A little girl named Maya clutched a warm cupcake at Walmart Henderson while exhaust rolled over the asphalt and my patched leather smelled like rain and gun oil and she said her wish could talk to the dead.

I heard the late-night floor buffer whining inside.
I felt the paper bakery box sweat in my hands.

“Bikers bring wishes to Heaven,” she said.

Her voice was steady, not stage-fright steady—graveyard steady.

She stared at the dollar candles like they were relics.
Tiny tubes of wax, primary colors, one bent like a question.

“How do you know that?” I asked.

She didn’t blink.
“You used to be a cop,” she said. “You took the man in the blue house with the broken mailbox. Your badge had a nick on the star.”

I hadn’t worn that badge in six years.
I had no business hearing the exact chip I used to rub with my thumb at red lights.

She lifted a single candle from the hook.
Yellow.
“My mom said bikers carry the loud prayers.”

I smelled the faint vanilla frost on her fingers.
I heard tires hiss on wet concrete.

“When did she tell you that?”

“Before she fell asleep,” Maya said. “Before the man came back.”

The bakery worker kept his eyes down, pretending not to listen.
It was 12:41 a.m., according to the receipt I crushed in my pocket.

“Back?” I asked.

“She’s not waking up,” Maya said. “I need a candle. I need you to bring it.”

The hinge inside my chest—that stubborn hinge I learned to ignore—swung open like a door in wind.

I opened my mouth and felt the old grit of the name before I said it.
“Deacon,” I told her. “That’s what they call me.”

She nodded like she’d been expecting that answer for years.
“Deacon,” she said. “Bikers protect people.”

It wasn’t a question.
It was a rule.

I set my cupcakes on the candy rack and squatted until my leather creaked.
“What’s your name?”

“Maya.”
She was eight. Determined eyes.

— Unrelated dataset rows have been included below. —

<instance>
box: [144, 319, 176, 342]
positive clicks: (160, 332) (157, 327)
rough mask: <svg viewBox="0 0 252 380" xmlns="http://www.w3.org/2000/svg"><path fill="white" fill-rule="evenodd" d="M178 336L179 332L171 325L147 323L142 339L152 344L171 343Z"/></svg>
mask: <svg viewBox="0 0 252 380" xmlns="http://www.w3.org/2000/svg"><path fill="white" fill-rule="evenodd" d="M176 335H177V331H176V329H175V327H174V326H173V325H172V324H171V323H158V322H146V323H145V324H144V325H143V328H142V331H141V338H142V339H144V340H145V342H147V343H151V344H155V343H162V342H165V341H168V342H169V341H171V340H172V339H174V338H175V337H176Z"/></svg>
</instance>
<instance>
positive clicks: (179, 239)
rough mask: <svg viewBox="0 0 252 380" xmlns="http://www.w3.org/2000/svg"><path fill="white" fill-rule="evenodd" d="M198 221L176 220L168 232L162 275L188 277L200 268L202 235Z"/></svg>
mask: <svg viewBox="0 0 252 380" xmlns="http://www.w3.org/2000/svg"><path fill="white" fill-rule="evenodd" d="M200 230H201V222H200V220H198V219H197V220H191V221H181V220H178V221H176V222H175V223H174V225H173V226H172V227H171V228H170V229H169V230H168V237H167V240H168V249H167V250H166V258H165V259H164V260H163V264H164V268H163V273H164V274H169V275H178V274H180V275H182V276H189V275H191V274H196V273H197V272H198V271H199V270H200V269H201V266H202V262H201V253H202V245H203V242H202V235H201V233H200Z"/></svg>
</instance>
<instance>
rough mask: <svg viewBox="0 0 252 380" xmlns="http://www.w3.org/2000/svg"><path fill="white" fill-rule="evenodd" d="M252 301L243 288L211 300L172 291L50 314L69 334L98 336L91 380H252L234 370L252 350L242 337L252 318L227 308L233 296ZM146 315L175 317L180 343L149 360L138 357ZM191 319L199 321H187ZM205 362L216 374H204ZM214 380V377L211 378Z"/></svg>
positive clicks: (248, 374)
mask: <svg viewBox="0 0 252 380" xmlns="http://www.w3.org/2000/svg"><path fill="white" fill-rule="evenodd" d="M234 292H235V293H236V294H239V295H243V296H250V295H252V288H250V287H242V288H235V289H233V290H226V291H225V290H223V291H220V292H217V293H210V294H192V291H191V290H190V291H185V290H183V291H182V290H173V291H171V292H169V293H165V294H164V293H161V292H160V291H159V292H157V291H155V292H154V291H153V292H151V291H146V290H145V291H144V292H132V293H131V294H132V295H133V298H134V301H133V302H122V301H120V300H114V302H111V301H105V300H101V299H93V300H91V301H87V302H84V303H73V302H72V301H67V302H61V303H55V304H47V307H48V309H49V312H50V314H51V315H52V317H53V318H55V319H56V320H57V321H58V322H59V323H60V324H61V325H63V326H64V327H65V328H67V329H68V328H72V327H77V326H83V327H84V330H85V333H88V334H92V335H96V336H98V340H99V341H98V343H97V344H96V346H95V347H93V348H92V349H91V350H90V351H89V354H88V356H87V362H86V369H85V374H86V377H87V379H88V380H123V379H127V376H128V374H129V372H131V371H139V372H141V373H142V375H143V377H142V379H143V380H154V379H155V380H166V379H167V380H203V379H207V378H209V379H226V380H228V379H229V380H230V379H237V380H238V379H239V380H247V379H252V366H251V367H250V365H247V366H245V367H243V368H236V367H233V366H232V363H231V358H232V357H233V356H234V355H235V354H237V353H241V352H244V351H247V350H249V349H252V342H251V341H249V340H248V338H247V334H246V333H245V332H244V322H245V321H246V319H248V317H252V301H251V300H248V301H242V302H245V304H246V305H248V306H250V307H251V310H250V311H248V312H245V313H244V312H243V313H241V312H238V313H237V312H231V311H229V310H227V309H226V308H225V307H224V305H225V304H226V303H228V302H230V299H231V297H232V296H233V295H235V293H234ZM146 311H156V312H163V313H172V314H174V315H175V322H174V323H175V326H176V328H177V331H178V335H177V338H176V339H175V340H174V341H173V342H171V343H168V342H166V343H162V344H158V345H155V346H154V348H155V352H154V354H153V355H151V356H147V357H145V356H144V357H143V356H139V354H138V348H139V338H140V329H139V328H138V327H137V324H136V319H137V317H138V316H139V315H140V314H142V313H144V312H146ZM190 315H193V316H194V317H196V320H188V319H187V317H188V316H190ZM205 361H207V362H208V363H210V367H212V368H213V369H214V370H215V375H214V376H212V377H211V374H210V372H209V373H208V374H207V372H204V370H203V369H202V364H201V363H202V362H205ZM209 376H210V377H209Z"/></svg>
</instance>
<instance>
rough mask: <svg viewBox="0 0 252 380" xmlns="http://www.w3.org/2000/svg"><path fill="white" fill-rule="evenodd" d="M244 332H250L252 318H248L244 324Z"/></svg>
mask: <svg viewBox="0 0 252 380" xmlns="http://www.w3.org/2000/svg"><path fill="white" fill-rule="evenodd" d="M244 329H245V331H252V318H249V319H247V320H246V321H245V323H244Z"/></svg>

A scab on one knee like a stitched star.

“What’s the candle for, Maya?”

“So my wish won’t get lost.”
Then, softer: “So my mom won’t think I forgot her birthday.”

Behind her, a display of discount school glue smelled sharp and chemical.
Beside us, the soda cooler hummed like a distant generator.

“What’s your wish?” I asked.

Her eyes tipped glossy but didn’t spill.
“Tell my mom I’m safe.”

I had arrested a lot of men.
I remembered one too clearly—blue door, broken mailbox, a kitchen reeking of bleach.
I remembered the cuffs biting my palm and the nick in the star.

We paid for the candle with the quarters from my vest pocket, because the swipe machines were down and the cashier had a look like he’d learned not to ask anything.

We stepped into the night.

Henderson’s lot was a wide electric lake, lamps buzzing, moths pinwheeling toward the dead sun.
The air held that half-ozone, half-oil breath towns get after midnight.

My bike waited in the striped handicap zone, rude as sin, chrome beaded with mist.
Black Chapel MC bottom rocker curved like a benediction across my back.

I handed Maya a helmet that could have swallowed her whole.
She shook her head.

“I have to walk,” she said. “I have to count steps.”

“How many?”

“Eighty-three to the bus bench, forty more to the blue house, seven to the broken mailbox.”

She looked up at me like she was the adult and I was the one with midnight candy on my breath.

“Okay,” I said. “I’ll walk.”

I texted the Road Captain with a single word: Rally.

I didn’t need to explain.
Not my club.
Not Black Chapel.

We had rules.
No loud patches, no loud mouths.
Quiet men with loud engines.
Men who once needed a place to confess without kneeling.

We reached the bus bench at eighty-three.
The seat was cold.
I could smell the day-old spill of cheap beer on the concrete.
The town clock stuttered two hesitant chimes.

“Where’s your mom now, Maya?” I asked.

She held the candle like a sparrow.
“He put her in the river,” she said, and the words landed flat on the asphalt between us.